I knew it was coming, was even “sort of” prepared for it, but when the news broke that Andy Griffith had died, I couldn’t help but feel as if something special had left this old world. I realize Andy was not a Texan, but I’m betting that he touched about as many lives in Texas as he did anywhere else, and that was a lot.
Those of us who knew him in Mayberry might have laughed at the 1960s town that time forgot…I mean…how many of you were still clicking in for “Sarah” to connect you in the 1960s…but we watched, didn’t we? And you know why we watched? We watched because The Andy Griffith Show was a sitcom that left us feeling a little better about life when it was over, something that few television shows do today.
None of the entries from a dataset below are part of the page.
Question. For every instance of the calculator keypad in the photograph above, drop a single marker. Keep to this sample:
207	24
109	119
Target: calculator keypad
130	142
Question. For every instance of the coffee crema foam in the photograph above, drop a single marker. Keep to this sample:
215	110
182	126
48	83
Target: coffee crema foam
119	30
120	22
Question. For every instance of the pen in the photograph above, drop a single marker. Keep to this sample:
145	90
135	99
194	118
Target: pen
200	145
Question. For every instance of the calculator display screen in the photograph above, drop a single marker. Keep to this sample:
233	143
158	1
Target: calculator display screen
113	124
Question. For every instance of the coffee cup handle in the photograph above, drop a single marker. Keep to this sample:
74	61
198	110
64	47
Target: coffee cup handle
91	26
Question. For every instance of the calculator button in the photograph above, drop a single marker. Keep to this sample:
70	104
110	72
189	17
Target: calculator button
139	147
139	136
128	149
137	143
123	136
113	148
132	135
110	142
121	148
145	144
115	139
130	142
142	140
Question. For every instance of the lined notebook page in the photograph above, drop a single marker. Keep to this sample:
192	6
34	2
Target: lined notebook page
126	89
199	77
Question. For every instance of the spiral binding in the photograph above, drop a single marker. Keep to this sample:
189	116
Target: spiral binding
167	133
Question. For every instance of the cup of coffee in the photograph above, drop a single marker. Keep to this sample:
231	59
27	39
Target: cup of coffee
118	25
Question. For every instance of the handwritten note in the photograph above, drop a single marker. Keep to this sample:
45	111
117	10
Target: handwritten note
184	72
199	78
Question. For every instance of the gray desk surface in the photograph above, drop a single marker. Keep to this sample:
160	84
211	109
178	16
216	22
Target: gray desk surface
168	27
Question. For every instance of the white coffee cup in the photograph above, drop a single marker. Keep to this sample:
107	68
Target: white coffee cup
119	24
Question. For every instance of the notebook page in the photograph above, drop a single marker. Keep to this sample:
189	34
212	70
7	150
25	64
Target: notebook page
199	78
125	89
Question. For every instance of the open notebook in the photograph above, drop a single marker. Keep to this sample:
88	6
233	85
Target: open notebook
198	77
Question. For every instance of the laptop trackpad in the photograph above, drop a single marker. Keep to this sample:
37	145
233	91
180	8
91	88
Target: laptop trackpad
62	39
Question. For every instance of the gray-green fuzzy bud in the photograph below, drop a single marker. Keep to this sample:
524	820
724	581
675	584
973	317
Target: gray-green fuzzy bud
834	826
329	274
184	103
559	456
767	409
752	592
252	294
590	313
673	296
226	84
Yes, the town of Mayberry became a state of mind for many of us, a place that continues to live on, a place to which we can retreat when the everyday cares of life become a little overwhelming, for it is in Mayberry that nothing changes, where if we but close our eyes we will find our own special Aunt Bee as she bends to take a pie from the oven.
Mayberry is also that place where men still sit on benches and spit, and whittle, and tell their stories to all who will listen while children run and play with no thought of the dangers that we fear today. And it is Mayberry that most of us are searching to find today, whether we know it or not.
Yes, Andy, you never knew it, but we were great friends. I will miss you.